For every chapter in the history of Palestinian violence against Israelis, there has been an emblematic image. For the 1972 massacre of Israeli Olympians in Munich, the masked gunman on the balcony. In the first intifada of the late 1980s, the boys hurling rocks. In the second intifada of the early 2000s, the suicide bomber.
It’s too soon to say whether the current wave of Palestinian attacks amounts to a third intifada, or uprising. But the defining picture has already been set: the terrorist brandishing a knife. In the past two weeks Palestinian assailants have attacked more than 50 Jews, killing eight.
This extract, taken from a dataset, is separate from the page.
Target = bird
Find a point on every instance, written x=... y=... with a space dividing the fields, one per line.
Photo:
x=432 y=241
Among the wounded: a 2-year-old toddler, a 13-year-old boy riding his bike, a 70-year-old woman boarding a bus.
This is terrorism in its most exact and repulsive form, a potential danger for anyone who steps out the front door. It also poses extraordinary challenges for the Israeli government, which must deploy thousands of security personnel, each on hair-trigger alert, while trying to minimize mistakes, prevent Israeli vigilantism and not resort to collective forms of punishment. If Israel’s perennial critics in the West think they could do better under similar circumstances, they ought to explain how.
Unlike previous rounds of terror, the current wave seems to have little formal organization. There are no terror cells for Israeli intelligence to monitor and apprehend, no shipments of weapons to seize on the high seas. There are only young (and relatively secular) Palestinian men and women who, as if on the spur of the moment, take a kitchen knife or meat cleaver and try to stick it into a Jewish neck.
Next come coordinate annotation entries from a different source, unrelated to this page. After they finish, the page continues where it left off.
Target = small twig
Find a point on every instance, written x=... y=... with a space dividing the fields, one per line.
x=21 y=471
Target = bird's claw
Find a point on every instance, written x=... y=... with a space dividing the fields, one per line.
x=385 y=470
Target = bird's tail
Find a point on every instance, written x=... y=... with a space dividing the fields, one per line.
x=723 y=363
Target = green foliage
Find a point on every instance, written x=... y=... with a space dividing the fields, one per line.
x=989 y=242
More clear is that the taste for violence emerges from a deep-seated culture of hate, nurtured by Palestinian leaders over many years in mosques, schools, newspapers, TV channels and social media. The most vivid current example is a video clip, translated by Memri, of Gaza cleric Abu Rajab wielding a knife and urging Palestinians in the West Bank to “stab the myth about the Temple in [Jews’] hearts.” He doesn’t mean that allegorically.
Equally to blame is Palestinian Authority President Mahmoud Abbas, who has been spreading the rumor that Israel would soon change the religious status quo atop Jerusalem’s Temple Mount, site of the Dome of the Rock and the Al Aqsa Mosque, despite adamant Israeli denials. Mr. Abbas has also been peddling the lie that Israelis “execute our children in cold blood,” citing a boy named Ahmed Mansara. Young Ahmed, who was wounded after stabbing an Israeli child, is alive and being treated in an Israeli hospital.
Such reckless talk should end Western illusions that Mr. Abbas is a reliable peace partner for Israel. It wouldn’t hurt if the Obama Administration, which for fiscal year 2015 appropriated $441 million in economic assistance to the Palestinian Authority, spoke up about it. Instead, Secretary of State John Kerry insisted he is “not going to point fingers [at the culprits] from afar,” reminding Israelis that this Administration’s moral abdications in the Middle East match its strategic ones.
That abdication won’t be lost on Palestinians, and it could induce them to encourage attacks in hopes of scoring propaganda victories. In the same sermon in which Abu Rajab called for more stabbings, he also laid out a strategy. “The first phase of the operation,” he said, “requires stabbing in order to bring about a curfew.” In other words, goad Israelis into an overreaction that will be condemned internationally and further radicalize Palestinians.
That’s an argument for Israel to be prudent about how it meets the terror challenge—though it will have to consider how to deal with preachers of hate. Promoting mass murder in the age of social-media jihad is more than a thought crime. Recall that President Obama ordered a strike on terrorist-inciting Anwar al-Awlaki in Yemen in 2011.
Israelis should also beware of arguments calling for “an end to the occupation,” as its critics (and some of its friends) endlessly preach. The last time Israelis tried that, with the complete withdrawal from Gaza in 2005, the result was more Palestinian terrorism. Israel doesn’t need a replay of that fiasco in the West Bank, especially when it already has to contend with Islamic State on its Syrian border and Hezbollah in Lebanon.
So Israelis will have to ride out another storm of terror. There isn’t an endless supply of Palestinians willing to meet a quick death in order to stab Israelis, and most Arab residents or citizens of Israel would rather live in a 21st-century startup nation run by Israelis than a 12th-century theocracy run by Hamas.
Israelis have proved before that they have the tactical ingenuity and moral will to defeat their enemies. The sooner they impress on Palestinians that they will never bow to knives or bend to terror, the sooner the stabbings will end.